亘理郡山元町でも、津波にのまれながら奇跡的に生き残った「一本松」がありました。
砂塵舞う荒野に、その松は唯ひとつ、“淋”と、或いは“凛”と立っています。積年の風雪に耐え、そして想像を絶する大津波の圧力と、無数の瓦礫と塩に、何度も首根っこをつかまれて地べたを這わされたにもかかわらず、再び頭をもたげて新芽を出し始めたのです。
まさに松寿千年翠(しょうじゅせんねんのみどり)という言葉すら、凌駕するほどの生命力です。
陸前高田での大掛かりな保存作業などをご覧になって、「たかが松に。」と思われる方もいらっしゃるかもしれませんが、空と地面の色がほとんどの現地で、実際にその青々とした緑を目の当たりにすると、何か人智を超えた神々しささえ感じます。
東日本大震災から丸2年が経ち、全国各地で慰霊の法要が営まれました。私は御正当の命日の3日前より現地に入り、2地区での活動を通して、多くの方々と交流させていただきました。
今までとは少し違った活動形態ではありましたが、前回・前々回と比べて淡々とお話される方が増えたように思います。また、震災以来初めて、当時の様子や現在の心境を口にされる方もいらっしゃいます。それは、傾聴させていただく私たちにとっても、大変に大きな試練でした。あまりに残酷な現実と深い悲しみに、何度も胸が締め付けられました。
あるご婦人のお話を伺いました。彼女は震災の1年半前に、息子さんを亡くされました。

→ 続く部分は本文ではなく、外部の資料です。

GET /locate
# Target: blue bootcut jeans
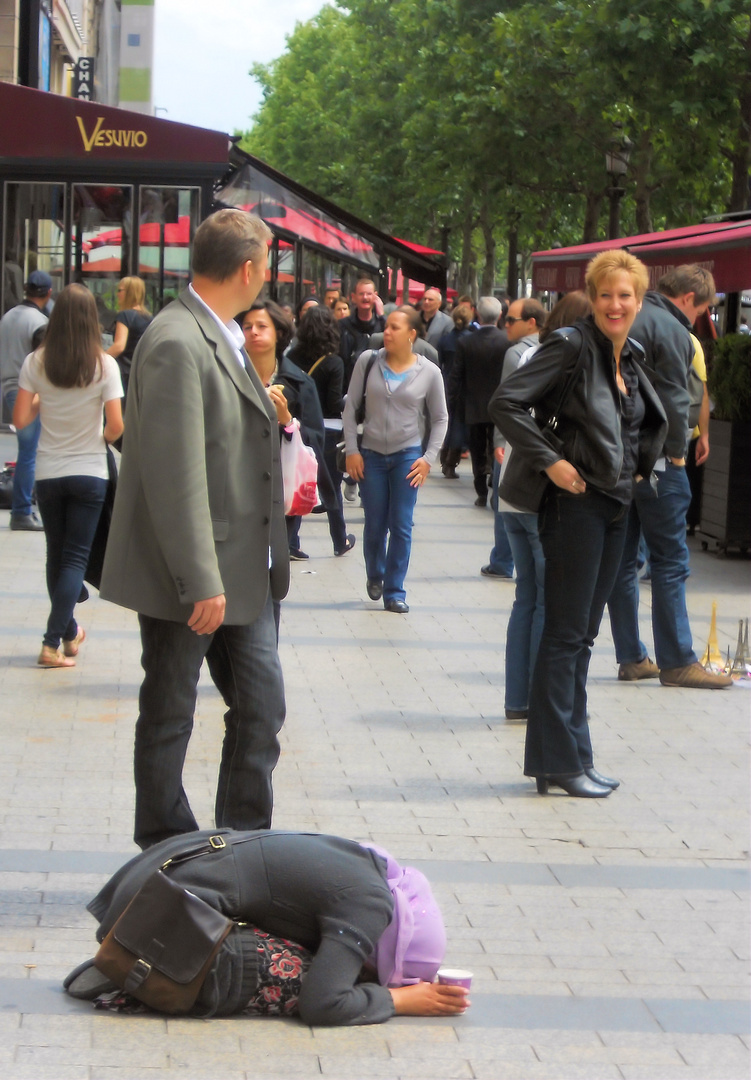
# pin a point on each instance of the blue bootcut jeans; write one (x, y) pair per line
(527, 613)
(70, 508)
(388, 501)
(582, 539)
(661, 515)
(26, 462)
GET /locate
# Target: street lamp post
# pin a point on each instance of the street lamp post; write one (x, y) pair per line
(616, 163)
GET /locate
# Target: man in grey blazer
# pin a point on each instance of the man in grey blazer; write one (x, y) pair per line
(198, 544)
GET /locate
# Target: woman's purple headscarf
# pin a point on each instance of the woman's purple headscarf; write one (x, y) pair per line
(413, 946)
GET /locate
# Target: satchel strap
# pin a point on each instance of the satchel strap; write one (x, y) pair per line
(571, 379)
(218, 842)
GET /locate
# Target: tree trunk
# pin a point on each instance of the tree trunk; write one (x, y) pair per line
(467, 270)
(488, 271)
(643, 191)
(591, 217)
(740, 190)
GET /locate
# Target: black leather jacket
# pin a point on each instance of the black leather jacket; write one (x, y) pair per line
(590, 422)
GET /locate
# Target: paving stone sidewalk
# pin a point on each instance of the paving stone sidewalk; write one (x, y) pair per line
(608, 939)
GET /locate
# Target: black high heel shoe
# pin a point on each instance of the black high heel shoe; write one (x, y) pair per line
(580, 786)
(599, 779)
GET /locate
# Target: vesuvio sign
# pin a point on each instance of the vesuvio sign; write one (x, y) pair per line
(35, 124)
(102, 136)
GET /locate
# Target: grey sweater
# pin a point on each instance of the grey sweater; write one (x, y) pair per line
(393, 417)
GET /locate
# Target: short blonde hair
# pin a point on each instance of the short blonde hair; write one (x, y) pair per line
(612, 261)
(133, 293)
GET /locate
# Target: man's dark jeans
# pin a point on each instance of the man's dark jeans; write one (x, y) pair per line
(244, 666)
(582, 539)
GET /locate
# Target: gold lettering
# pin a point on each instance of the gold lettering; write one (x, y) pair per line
(108, 136)
(89, 143)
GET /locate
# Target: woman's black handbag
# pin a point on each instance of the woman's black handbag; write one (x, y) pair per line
(522, 485)
(162, 946)
(359, 415)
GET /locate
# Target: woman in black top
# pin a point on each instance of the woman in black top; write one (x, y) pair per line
(365, 934)
(612, 429)
(316, 353)
(131, 321)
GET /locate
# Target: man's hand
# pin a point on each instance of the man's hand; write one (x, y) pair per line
(429, 999)
(565, 476)
(356, 466)
(418, 473)
(701, 449)
(208, 615)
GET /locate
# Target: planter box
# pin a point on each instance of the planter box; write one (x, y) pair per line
(726, 487)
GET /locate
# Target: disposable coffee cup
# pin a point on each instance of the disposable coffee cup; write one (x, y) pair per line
(455, 976)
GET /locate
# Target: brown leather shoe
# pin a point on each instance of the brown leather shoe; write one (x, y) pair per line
(642, 669)
(695, 676)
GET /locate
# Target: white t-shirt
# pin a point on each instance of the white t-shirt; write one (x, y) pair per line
(71, 442)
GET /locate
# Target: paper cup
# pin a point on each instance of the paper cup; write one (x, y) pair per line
(455, 976)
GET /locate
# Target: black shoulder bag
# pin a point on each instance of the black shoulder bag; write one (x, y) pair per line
(359, 414)
(522, 485)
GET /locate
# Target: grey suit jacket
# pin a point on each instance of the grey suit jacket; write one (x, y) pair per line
(199, 501)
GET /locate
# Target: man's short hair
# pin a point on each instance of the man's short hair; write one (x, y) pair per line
(226, 241)
(689, 278)
(533, 309)
(488, 310)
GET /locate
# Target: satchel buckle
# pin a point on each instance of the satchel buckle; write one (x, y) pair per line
(137, 975)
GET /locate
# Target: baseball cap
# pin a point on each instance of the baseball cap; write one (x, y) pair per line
(39, 283)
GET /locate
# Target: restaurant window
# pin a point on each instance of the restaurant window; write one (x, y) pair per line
(168, 221)
(101, 252)
(34, 238)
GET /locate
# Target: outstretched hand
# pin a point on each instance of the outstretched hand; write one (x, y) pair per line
(429, 999)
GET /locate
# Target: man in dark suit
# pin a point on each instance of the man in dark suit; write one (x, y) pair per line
(473, 379)
(198, 543)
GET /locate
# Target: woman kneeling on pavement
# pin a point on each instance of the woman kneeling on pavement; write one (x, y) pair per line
(612, 429)
(330, 930)
(400, 389)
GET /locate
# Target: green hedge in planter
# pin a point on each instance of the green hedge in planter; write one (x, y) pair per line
(729, 378)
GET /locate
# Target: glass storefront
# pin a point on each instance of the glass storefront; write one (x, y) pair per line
(34, 238)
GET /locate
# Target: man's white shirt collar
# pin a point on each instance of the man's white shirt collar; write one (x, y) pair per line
(231, 332)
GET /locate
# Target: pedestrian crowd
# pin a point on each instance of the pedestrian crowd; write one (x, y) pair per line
(576, 423)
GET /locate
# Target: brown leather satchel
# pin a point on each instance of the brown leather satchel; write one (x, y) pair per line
(161, 947)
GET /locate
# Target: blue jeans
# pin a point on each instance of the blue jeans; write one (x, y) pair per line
(244, 666)
(388, 501)
(582, 539)
(501, 559)
(26, 462)
(70, 508)
(661, 516)
(527, 613)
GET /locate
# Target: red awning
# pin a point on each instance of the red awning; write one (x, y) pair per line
(724, 248)
(420, 248)
(37, 124)
(726, 254)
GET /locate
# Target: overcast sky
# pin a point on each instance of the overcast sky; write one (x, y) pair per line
(204, 49)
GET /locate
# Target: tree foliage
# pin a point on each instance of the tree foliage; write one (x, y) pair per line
(453, 118)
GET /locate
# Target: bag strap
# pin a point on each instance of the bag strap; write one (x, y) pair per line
(568, 385)
(320, 360)
(360, 412)
(218, 842)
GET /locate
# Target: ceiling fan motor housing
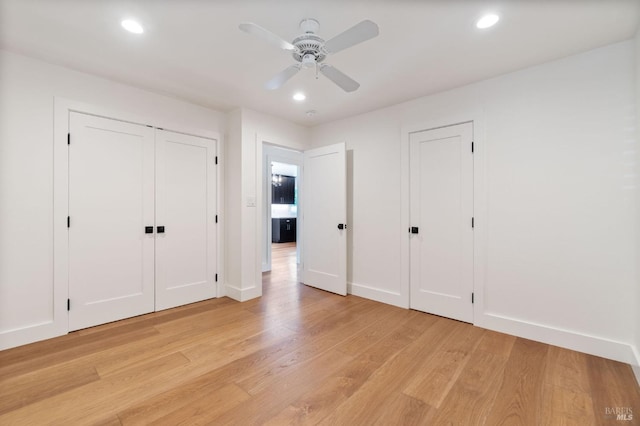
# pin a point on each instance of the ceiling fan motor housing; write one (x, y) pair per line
(308, 46)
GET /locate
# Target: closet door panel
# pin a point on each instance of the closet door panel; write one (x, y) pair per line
(111, 258)
(185, 219)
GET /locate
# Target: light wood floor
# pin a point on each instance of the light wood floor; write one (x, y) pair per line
(300, 355)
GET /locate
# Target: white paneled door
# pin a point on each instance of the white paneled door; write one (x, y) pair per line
(111, 201)
(185, 219)
(324, 219)
(441, 233)
(142, 220)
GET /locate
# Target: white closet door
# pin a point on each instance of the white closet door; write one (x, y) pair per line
(185, 219)
(111, 173)
(441, 209)
(324, 219)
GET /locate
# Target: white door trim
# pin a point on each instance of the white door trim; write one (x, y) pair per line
(278, 154)
(479, 201)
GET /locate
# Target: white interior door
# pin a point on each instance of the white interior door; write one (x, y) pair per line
(324, 213)
(111, 172)
(185, 219)
(441, 197)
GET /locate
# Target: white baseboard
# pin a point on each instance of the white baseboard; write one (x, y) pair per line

来る日も来る日も仕事に明け暮れる生活でしたが、人一倍責任感の強い彼は決して弱音を吐かなかった。それでも、日に日に憔悴していく様を、母は感じ取っていました。家族に対して次第に言葉が乱暴になったり、物に当たったりする彼を、両親は静かに見守りました。
普段と変わらぬ初秋のある日の朝、彼は自ら命を絶ちました。
「幼い頃、聞き分けのない我が子を諭しました。大人になって幸せに暮らして欲しいから、あの子と何度も向き合いました。」
「親だからこそ、言えたはずなのに。あの時だって向かい合えたはずなのに。私は必要もない遠慮をしてしまっていました。」
そして間もなく津波が押し寄せ、ご主人とお義母様を亡くされた。ご主人の御遺体は間もなく発見され、「カッと見開いた主人の目は、今でも自分の胸に突き刺さったまま。」だと彼女は仰います。
「何故、助けられなかったのか。私は、誰一人として助けられないのか。」
「まだ義母を探し続けているから、悲しみに暮れても生きていられるのかもしれない。」
そんな出口のない自問を繰り返しながら、彼女は生活されています。
「星の数ほど涙を流したけれど、涙って涸れないものですね。お話を聞いて下さってありがとうございます。」
彼女は最後にそう呟くと、私に会釈され、皆の輪の中に戻られました。
失意のどん底でもがき、自分の人生を元に戻そうとしている矢先に、あらゆる希望の芽をなぎ倒していくかのように災いが押し寄せ、情け容赦のない仕打ちを受けている人達がいます。もちろん被災された全ての方が、大きな傷を受けながらも元の生活に戻ろうと日々努力していらっしゃいます。2ケ月前の仮設訪問の際にも、今回のご婦人と同じような境遇に置かれた方のお話を伺いました。やはりその方も、私にお話しになったのが最初でした。震災前に親族や友人と共有していた深い悲しみも、大規模な被災により口に出せなくなったと言います。
2年が経って初めてお話しになられた方もいらっしゃれば、この先何年を費やしても口に出せないまま苦しまれている方が大勢いらっしゃるかもしれません。
人間はそんなに弱くないと思いたい。あの一本松のような生命力や逞しさも、それぞれが持ち合わせていると信じたい。
ただ、松とは違い、人は「誰かのため」「何かのため」に生きることが出来ます。そしてそれらを一瞬にして失った時、人は計り知れない喪失感に苛まれながらも、その「事実」と共にまた歩き始めるしかないのです。
そうであるからこそ特に我々仏教徒は、この国の何処にあっても、亡くなられた方への鎮魂と共に、深く潜在する涙の受け皿になるべき使命があると思うのです。